Honestly, I think you're the one playing with semantics. The point isn't really whether one can justify calling the degraded materials "WMD" or not. The point is whether those (degraded) munitions posed any sort of credible, immediate threat at the time of the invasion.
No, this us your point, and it's invalid. If Iraq legitimately posed an immediate threat to American citizens via a Sarin bomb attack, we would have never invaded the country, we would have engaged in diplomatic talks, like we do with China and the former Soviet Union, and any other country that poses an immediate and direct threat to us. If we are vulnerable to an attack of mass destruction from our enemy, we don't go barging into their country, and wisely so. But you are correct, this is what Pinheads deemed as "the point" a long time ago, and simply tuned out all other debate on the matter. You are trying to argue that the only way it was legitimate for us to invade, is if they posed an immediate direct threat, and I am saying, that is essentially the only way we wouldn't have invaded.
You parsed what president Bush said, when he articulated that "we can't wait for the threat to become imminent" you understood him to say, the threat was imminent now, and we have to act. As I said in one of the other dozen Dixie obsession threads, the war was never about the immediate threat posed by Saddam Hussein.
In this discussion, there are two distinctly different criteria being used to define a WMD. One is, a naive and fundamentally stupid and simplistic notion that only things that are presently capable of causing mass destruction used as a weapon, are WMD's. The other, is a more well-reasoned and fact-based opinion supported by the Chemical Weapons Convention, the GC, UN resolutions, and findings in international law, on what is to be considered a WMD. In the real world, we use the conventional findings of the various bodies who created the words we are using to begin with, not some whimsical opinion of an idiot on a message board who can't spell.

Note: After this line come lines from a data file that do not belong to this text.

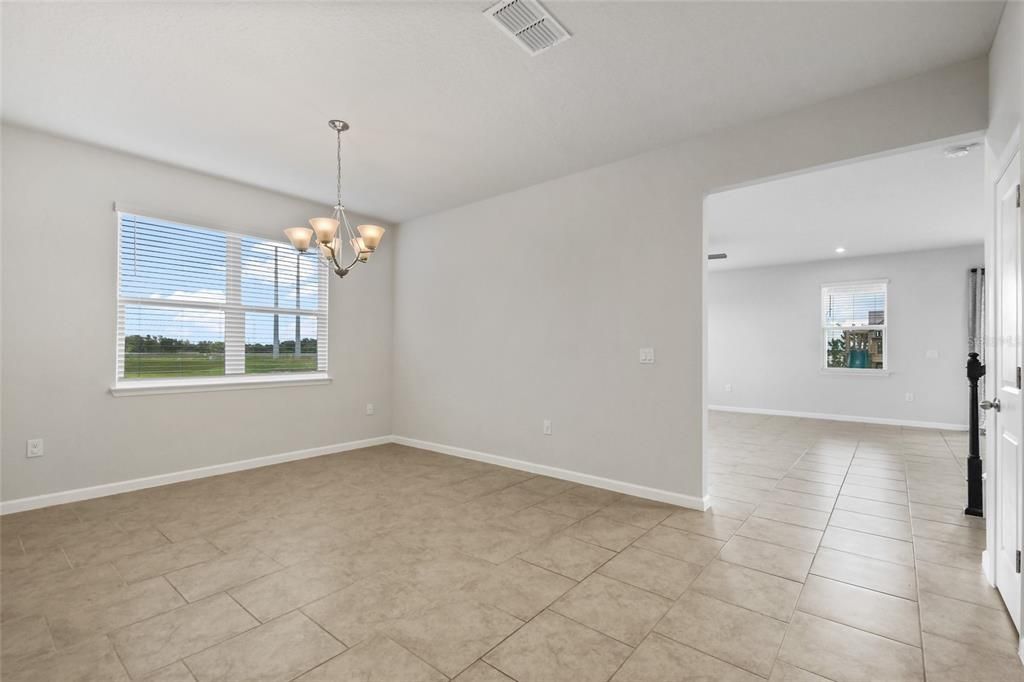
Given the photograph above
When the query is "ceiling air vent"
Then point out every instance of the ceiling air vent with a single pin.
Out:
(528, 24)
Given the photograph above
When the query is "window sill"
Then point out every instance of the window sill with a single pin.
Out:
(156, 386)
(846, 372)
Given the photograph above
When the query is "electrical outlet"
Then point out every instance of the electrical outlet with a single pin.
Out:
(34, 448)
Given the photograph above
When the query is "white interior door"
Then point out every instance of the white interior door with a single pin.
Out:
(1007, 387)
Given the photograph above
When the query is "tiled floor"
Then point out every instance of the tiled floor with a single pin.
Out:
(833, 551)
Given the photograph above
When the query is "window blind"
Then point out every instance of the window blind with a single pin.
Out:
(854, 318)
(196, 302)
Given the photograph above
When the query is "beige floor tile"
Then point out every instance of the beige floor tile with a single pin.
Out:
(603, 531)
(865, 609)
(847, 654)
(658, 658)
(748, 588)
(795, 515)
(567, 504)
(376, 658)
(949, 533)
(969, 624)
(735, 635)
(767, 557)
(783, 672)
(76, 620)
(965, 585)
(91, 659)
(786, 535)
(518, 588)
(947, 554)
(217, 574)
(281, 649)
(809, 486)
(553, 647)
(946, 661)
(893, 579)
(877, 547)
(868, 523)
(452, 636)
(24, 637)
(159, 641)
(537, 522)
(612, 607)
(481, 672)
(176, 672)
(879, 495)
(704, 523)
(567, 556)
(796, 499)
(730, 508)
(636, 511)
(875, 508)
(680, 545)
(652, 571)
(363, 608)
(286, 590)
(165, 558)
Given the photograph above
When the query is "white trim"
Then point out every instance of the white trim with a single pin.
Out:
(842, 418)
(103, 489)
(224, 383)
(655, 494)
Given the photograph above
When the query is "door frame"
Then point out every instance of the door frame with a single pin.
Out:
(997, 163)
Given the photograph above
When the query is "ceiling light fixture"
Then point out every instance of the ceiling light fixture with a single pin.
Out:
(961, 151)
(324, 231)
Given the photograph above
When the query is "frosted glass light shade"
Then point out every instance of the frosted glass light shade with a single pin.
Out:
(325, 228)
(299, 237)
(371, 236)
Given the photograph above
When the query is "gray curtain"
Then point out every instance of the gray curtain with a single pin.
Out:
(976, 324)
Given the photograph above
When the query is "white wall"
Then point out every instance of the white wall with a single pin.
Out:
(58, 329)
(764, 338)
(534, 304)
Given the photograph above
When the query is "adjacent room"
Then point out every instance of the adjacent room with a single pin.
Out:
(529, 342)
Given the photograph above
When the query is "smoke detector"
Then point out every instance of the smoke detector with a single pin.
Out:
(529, 25)
(961, 151)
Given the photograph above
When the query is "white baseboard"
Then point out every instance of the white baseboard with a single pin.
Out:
(655, 494)
(50, 499)
(841, 418)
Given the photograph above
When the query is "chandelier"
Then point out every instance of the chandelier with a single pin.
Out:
(325, 231)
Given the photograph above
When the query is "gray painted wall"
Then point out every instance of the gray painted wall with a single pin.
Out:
(58, 328)
(764, 337)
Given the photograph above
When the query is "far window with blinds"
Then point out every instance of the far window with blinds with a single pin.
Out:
(197, 303)
(854, 318)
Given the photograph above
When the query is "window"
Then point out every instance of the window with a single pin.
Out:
(854, 315)
(198, 304)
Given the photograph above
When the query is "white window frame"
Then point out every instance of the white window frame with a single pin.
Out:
(823, 330)
(235, 332)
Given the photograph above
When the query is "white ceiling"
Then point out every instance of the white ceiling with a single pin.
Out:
(444, 109)
(903, 202)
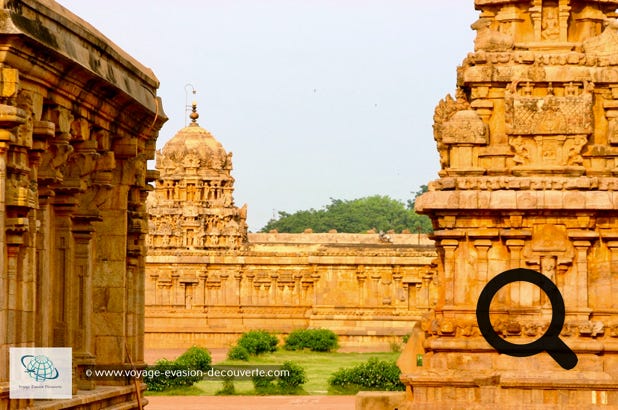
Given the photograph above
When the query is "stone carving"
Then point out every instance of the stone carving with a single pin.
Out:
(550, 114)
(606, 43)
(550, 26)
(464, 127)
(488, 39)
(192, 205)
(539, 194)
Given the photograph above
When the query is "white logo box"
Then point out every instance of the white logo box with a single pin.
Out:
(40, 372)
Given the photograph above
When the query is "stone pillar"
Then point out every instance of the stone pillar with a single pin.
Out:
(81, 302)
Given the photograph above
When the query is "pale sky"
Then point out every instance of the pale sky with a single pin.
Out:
(317, 99)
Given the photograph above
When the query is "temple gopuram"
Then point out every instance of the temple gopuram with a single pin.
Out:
(208, 280)
(529, 162)
(79, 119)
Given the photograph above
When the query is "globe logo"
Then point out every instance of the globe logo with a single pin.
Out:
(39, 367)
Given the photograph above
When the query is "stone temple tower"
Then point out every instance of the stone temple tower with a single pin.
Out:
(192, 206)
(529, 164)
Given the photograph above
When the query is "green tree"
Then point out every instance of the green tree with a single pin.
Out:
(353, 216)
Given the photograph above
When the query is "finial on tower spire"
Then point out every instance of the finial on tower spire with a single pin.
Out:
(194, 115)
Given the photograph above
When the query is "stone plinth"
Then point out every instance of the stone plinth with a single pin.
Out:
(527, 180)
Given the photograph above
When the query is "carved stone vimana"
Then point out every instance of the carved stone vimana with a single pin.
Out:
(192, 205)
(529, 156)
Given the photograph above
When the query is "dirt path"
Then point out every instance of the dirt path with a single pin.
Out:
(250, 402)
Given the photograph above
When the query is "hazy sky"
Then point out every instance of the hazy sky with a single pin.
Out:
(317, 99)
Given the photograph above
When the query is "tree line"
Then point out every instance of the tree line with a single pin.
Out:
(377, 212)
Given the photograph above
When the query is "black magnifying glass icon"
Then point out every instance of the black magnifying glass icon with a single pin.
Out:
(550, 341)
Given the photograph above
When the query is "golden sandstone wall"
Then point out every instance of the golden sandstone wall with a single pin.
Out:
(368, 291)
(528, 180)
(208, 280)
(78, 121)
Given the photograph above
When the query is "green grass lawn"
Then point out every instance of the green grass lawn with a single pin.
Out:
(318, 368)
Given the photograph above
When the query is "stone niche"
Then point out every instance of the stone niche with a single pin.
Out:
(78, 121)
(528, 154)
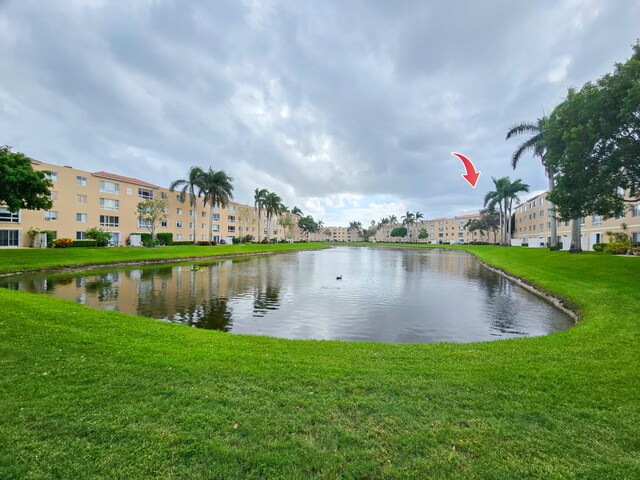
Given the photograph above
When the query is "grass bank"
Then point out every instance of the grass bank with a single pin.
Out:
(95, 394)
(17, 260)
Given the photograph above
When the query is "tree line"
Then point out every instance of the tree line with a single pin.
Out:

It is fundamentally insupportable to invade another nation, killing thousands of people, simply because that nation might possibly be a threat. Our policy at that time was allegedly clear. We were never to preemptively invade another nation unless that nation posed a grave and imminent threat to the United States. Without significant stockpiles of WMD and the clear intent to use them, Saddam Hussen could not possible pose such an imminent threat
You are incorrect, our policy under the Bush Doctrine, is to take preemptive action to prevent an imminent threat. It has never been the foreign policy of the US, to take military action against an immediate and pending threat of significant reprisal, it's always been the policy to negotiate. With Liberals, it's always been the policy to give them anything they ever demand and never consider a military alternative.